Puma forced into writedowns after fraud claims at Greek joint venture
GERMAN sporting goods maker Puma said yesterday it would bring criminal charges against its partners in a Greek joint venture after discovering an alleged swindle that could cost it as much as €130m (£115.3m).
Puma said it suspected that its “Greek joint venture partner, along with members of the Greek local management, has committed a series of criminal acts” based on the preliminary findings of an audit.
“This is about systematic evasion and embezzlement,” said Puma chief executive Jochen Zeitz.
He said it was not yet clear how much Puma would seek in damages from its partners, brothers Georgious Glou and Antonius Glou, who own 15 per cent each of the Puma Hellas venture.
Officials at Glou, a non-listed Greek clothing retailer, declined to comment.
The two brothers did not immediately return a phone call to their office seeking comment.
Greece is one of Puma’s ten biggest European markets, with annual sales in the tens of millions of euros.

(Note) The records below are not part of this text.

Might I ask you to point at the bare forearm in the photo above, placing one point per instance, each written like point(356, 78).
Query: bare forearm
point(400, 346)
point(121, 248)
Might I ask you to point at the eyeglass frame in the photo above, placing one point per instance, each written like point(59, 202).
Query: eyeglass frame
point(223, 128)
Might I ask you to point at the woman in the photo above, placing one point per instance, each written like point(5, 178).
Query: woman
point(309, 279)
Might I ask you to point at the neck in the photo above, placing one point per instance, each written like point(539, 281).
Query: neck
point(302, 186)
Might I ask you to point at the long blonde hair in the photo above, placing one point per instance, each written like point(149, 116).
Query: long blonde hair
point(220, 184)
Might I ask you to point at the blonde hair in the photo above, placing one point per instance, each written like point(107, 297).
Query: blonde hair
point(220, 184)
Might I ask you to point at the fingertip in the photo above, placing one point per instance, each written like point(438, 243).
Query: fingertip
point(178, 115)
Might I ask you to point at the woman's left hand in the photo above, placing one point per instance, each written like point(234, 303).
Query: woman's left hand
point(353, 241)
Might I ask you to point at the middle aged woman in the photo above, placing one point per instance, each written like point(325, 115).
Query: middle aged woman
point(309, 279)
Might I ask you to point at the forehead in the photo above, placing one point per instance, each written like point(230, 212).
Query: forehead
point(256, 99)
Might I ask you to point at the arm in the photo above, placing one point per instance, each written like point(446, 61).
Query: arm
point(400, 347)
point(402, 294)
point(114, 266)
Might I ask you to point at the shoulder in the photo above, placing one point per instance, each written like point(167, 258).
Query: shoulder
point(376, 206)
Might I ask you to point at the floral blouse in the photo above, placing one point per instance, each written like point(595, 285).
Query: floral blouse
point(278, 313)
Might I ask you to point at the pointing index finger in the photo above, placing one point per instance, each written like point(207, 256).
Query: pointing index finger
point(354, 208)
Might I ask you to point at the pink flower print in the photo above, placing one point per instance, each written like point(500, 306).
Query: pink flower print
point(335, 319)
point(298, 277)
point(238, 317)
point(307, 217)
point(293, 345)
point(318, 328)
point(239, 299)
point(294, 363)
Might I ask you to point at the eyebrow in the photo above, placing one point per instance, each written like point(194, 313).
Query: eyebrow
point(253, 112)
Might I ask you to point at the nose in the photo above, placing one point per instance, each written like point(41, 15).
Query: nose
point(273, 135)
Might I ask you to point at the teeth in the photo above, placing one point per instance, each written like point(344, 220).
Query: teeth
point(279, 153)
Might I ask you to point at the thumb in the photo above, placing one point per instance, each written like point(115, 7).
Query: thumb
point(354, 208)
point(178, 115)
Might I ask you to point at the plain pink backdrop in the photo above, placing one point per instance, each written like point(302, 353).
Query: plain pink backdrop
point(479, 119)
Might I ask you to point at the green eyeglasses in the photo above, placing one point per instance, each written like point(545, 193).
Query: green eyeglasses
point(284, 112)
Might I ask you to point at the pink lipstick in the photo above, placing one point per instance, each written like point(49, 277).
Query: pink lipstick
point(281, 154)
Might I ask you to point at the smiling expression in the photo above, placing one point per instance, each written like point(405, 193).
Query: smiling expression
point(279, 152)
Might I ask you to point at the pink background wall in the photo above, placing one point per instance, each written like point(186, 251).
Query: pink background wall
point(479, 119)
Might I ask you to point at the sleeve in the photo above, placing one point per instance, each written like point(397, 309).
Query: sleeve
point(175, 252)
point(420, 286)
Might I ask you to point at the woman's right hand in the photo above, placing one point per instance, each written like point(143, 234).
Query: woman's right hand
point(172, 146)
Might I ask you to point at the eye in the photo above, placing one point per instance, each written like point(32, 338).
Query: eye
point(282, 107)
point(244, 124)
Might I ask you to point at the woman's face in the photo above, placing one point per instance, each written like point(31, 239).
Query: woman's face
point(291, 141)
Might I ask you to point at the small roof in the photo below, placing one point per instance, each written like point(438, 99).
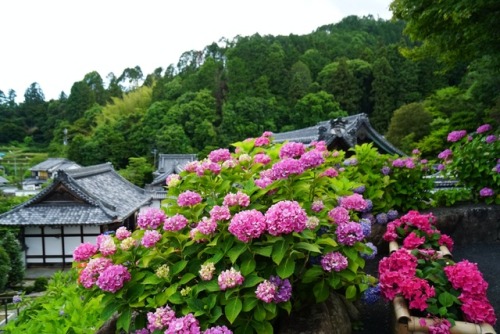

“In the long term, Greece is an important market for us,” Zeitz said, but added that Puma would shrink its Greek business — under new management – to reflect tough economic conditions in the southeastern European country.
Greece’s economy has been pummeled as the debt-choked country tightens its belt to slash its sky-high budget deficit.
The unemployment rate there has risen to 12 per cent and is set to head to more than 14 per cent next year. Zeitz said Puma, which is controlled by France’s PPR will exercise an option to take over the Glou brothers’ 30 per cent of Puma Hellas and gain full control of the business.